Friday, June 11, 2010

New Webpage & Blogs for Buffalo & Erie Co. Library

I love when I get emails about great new things to do with Buffalo genealogy.  Here is one from yesterday:

The Grosvenor and Rare Book Rooms of the Buffalo and Erie County Public Library have new Web pages. Please visit to learn more about our local history, genealogy, and rare book collections. Mark Twain fans have a new page to consult: . Two new blogs are also associated with these Web sites. A Local History and Genealogy Blog: a Rare Book Room Blog:
Please pass this information onto potentially interested parties. If you should have any feedback or questions, please email me off list at the address below.

Fantastic Find Friday: Microsoft OneNote

I have a problem when it comes to my research log.  Well... logs...  I have started and stopped over a dozen research logs over the past couple years.  I will find this great form/excel sheet/word document set-up/family tree software idea, do it for a couple weeks or months and then stop.  I know I am not alone in this...

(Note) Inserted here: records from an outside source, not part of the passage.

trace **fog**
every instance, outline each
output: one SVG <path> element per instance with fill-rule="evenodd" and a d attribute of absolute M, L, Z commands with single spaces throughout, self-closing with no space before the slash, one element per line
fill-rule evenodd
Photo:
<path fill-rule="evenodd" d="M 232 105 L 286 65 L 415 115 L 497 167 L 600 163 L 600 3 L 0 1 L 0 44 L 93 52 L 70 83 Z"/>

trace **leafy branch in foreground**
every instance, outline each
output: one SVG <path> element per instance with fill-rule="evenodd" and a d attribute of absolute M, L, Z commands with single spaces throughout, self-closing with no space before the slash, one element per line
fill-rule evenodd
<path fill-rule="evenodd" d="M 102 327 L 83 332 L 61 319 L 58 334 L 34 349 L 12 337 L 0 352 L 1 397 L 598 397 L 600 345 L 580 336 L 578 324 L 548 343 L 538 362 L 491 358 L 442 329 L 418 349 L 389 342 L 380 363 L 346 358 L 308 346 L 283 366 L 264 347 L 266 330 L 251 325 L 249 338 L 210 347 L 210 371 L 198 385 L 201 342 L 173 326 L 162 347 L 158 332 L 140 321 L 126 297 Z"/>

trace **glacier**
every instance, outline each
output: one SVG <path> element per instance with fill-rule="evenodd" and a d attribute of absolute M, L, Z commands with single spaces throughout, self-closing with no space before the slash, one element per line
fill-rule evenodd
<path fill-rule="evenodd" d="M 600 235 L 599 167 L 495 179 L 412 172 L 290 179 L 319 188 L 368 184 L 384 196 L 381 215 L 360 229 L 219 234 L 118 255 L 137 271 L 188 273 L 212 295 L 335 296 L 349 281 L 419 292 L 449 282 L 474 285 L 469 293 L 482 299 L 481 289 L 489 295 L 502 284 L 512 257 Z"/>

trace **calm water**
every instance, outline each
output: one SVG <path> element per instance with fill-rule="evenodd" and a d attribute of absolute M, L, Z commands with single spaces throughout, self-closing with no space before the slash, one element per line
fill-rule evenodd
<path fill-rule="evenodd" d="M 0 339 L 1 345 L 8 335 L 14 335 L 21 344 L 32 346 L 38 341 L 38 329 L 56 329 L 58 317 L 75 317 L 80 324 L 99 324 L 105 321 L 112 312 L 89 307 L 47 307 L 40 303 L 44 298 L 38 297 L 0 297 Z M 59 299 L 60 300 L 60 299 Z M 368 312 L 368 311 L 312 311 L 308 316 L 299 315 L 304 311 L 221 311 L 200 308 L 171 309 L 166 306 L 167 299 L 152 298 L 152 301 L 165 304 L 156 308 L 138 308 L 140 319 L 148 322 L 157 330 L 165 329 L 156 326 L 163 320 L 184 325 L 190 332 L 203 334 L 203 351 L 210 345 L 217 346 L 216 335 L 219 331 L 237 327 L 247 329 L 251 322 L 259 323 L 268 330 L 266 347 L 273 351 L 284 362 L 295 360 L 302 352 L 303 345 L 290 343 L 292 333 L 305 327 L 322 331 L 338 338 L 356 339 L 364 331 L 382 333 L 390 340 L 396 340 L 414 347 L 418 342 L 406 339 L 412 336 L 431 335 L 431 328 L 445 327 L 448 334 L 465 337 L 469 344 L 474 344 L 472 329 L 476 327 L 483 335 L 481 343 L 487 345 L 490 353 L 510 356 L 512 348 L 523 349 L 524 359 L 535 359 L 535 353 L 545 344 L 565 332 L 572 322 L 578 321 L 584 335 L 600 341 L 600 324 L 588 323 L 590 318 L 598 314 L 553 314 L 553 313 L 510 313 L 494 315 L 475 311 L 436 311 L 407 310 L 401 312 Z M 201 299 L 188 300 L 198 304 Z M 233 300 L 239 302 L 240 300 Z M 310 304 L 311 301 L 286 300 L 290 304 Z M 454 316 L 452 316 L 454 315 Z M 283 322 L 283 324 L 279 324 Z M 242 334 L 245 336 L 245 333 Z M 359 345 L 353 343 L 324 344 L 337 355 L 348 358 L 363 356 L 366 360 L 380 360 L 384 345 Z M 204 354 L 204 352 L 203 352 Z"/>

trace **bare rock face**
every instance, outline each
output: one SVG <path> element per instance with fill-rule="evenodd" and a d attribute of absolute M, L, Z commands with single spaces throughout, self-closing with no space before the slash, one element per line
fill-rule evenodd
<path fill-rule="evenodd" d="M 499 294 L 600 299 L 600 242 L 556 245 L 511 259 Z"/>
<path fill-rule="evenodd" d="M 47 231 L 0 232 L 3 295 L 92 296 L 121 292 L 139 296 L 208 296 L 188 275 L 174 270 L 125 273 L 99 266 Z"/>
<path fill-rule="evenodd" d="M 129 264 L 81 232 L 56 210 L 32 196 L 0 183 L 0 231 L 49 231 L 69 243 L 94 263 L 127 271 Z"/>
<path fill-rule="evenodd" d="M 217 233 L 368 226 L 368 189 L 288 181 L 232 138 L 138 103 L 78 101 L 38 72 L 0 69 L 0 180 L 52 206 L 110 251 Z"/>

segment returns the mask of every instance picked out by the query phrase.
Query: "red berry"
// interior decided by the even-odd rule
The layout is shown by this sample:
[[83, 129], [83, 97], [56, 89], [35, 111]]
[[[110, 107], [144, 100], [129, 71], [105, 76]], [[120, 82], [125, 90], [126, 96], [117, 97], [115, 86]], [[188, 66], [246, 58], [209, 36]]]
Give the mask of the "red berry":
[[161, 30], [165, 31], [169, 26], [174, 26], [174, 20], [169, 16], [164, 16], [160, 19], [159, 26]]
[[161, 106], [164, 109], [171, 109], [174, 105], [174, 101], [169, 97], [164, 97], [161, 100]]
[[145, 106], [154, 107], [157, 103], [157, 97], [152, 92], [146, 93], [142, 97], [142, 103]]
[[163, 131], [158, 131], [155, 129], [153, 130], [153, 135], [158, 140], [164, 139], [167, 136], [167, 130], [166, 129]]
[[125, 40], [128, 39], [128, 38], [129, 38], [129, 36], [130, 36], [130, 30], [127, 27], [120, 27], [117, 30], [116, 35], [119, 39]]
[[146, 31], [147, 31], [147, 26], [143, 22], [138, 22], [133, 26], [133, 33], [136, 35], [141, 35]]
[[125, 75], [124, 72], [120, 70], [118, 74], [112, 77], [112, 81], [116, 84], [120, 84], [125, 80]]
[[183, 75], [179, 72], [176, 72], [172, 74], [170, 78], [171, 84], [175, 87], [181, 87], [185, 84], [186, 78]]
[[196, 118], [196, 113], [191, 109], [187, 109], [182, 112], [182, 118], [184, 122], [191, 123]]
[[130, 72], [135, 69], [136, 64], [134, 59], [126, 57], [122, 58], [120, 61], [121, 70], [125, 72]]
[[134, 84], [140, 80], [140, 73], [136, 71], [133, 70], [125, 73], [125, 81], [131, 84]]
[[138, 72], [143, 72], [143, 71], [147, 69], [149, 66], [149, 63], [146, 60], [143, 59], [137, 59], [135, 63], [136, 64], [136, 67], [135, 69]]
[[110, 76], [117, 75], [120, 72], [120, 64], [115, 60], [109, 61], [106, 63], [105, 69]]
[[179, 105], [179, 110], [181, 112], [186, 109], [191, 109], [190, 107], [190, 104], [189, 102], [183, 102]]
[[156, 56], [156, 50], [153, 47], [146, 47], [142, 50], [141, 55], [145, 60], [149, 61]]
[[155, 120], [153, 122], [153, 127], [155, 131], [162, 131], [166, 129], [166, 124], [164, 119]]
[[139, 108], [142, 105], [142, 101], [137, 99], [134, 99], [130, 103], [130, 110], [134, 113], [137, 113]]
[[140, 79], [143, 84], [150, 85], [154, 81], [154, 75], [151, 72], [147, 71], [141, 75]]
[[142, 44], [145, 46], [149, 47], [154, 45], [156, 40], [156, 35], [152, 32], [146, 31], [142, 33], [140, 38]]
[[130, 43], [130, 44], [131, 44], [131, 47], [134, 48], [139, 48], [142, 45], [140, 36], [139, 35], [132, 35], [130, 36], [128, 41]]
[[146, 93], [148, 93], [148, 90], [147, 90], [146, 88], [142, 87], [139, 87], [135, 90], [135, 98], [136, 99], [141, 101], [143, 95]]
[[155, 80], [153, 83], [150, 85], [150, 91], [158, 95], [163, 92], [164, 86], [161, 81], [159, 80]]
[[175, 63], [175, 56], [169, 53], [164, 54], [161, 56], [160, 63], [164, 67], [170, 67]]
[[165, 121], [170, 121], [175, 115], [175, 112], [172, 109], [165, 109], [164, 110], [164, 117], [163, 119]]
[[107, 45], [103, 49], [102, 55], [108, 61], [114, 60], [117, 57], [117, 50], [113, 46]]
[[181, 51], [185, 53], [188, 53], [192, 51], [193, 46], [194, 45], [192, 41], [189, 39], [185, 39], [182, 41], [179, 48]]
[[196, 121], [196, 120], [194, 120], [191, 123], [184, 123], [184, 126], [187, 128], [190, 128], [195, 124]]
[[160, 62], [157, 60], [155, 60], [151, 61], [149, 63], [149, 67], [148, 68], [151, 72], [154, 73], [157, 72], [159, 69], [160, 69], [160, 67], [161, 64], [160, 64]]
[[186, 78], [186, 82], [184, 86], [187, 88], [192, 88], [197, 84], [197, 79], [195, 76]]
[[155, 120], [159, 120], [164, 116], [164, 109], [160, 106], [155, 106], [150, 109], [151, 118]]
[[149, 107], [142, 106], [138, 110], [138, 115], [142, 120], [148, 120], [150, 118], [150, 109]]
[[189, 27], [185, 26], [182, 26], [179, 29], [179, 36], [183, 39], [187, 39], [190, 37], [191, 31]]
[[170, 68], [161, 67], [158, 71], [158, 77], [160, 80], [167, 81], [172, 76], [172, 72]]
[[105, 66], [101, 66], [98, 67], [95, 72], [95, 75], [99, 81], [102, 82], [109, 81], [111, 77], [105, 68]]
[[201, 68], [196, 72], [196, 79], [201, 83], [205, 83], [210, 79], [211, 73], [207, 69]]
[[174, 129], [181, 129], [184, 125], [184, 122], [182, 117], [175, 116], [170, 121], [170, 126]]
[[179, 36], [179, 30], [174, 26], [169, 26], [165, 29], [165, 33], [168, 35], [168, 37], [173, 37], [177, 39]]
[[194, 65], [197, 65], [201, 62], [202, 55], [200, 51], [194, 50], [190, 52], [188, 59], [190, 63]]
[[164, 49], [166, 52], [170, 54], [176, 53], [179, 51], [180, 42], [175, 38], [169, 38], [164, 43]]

Needless to say I was thrilled to see How Do You Take Notes? On We Tree, by the amazing genealogist Amy Coffin (who is also a librarian:-))  Kelly, who's blogger profile is not yet activated, and Elyse Doerflinger, an amazing genealogist & blogger, both recommended Microsoft One Note.

Lucky for me, that is one of the programs I can download free from SU as an iSchool student.  Well, I downloaded it and the rest is history.  I am OBSESSED and use it for everything.  Sick of having a million little Word documents?  Make a new OneNote tab.  Forget to cite where you copied something from online?  No worries, OneNote does it AUTOMATICALLY when you paste something into it.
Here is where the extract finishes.